University of Chicago physicist Thanasis Economou is involved in all three missions that will be launched to Mars this month by the National Aeronautics and Space Administration and the European Space Agency. He already was involved in the operation of two scientific instruments en route to Saturn and comet Wild-2.

Launched on June 2 was the European Mars Express mission. Mars Express, an orbiter, includes the British-led Beagle 2 lander, which will carry a chemical analysis instrument. Economou, a Senior Scientist at the University of Chicago's Enrico Fermi Institute, serves as a consultant to the chemical analysis instrument's science team.

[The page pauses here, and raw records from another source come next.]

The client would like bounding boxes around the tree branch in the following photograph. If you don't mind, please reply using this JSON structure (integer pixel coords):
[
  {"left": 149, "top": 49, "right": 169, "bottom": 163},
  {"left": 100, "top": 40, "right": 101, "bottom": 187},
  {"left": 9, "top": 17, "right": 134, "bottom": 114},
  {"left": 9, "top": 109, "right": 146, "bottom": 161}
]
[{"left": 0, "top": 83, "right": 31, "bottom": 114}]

NASA will launch two Mars Exploration Rover missions on Sunday, June 8 and Wednesday, June 25. Economou is a member of the science team for both missions. Each rover is equipped with chemical sensors that use a technique invented at the University of Chicago. The Alpha Particle X-Ray Spectrometer instruments are similar to the one for which Economou provided the X-ray spectrometer portion of the rover that explored the Mars Pathfinder landing site in 1997.

Another instrument that Economou operates is the University's dust detector, which is aboard NASA's Stardust space probe. That instrument will measure the dust density around Wild-2 when Stardust flies within 93 miles of the comet in January 2004. A similar instrument on the Cassini space probe will collect data on dust particles as that spacecraft crosses Saturn's famous rings. Cassini will enter Saturn's orbit in July 2004.

The Chicago dust-detection instruments for Stardust and Cassini were designed, developed and built by Anthony Tuzzolino, Senior Scientist in the Enrico Fermi Institute, and the late John Simpson, the Arthur Holly Compton Distinguished Service Professor Emeritus in Physics.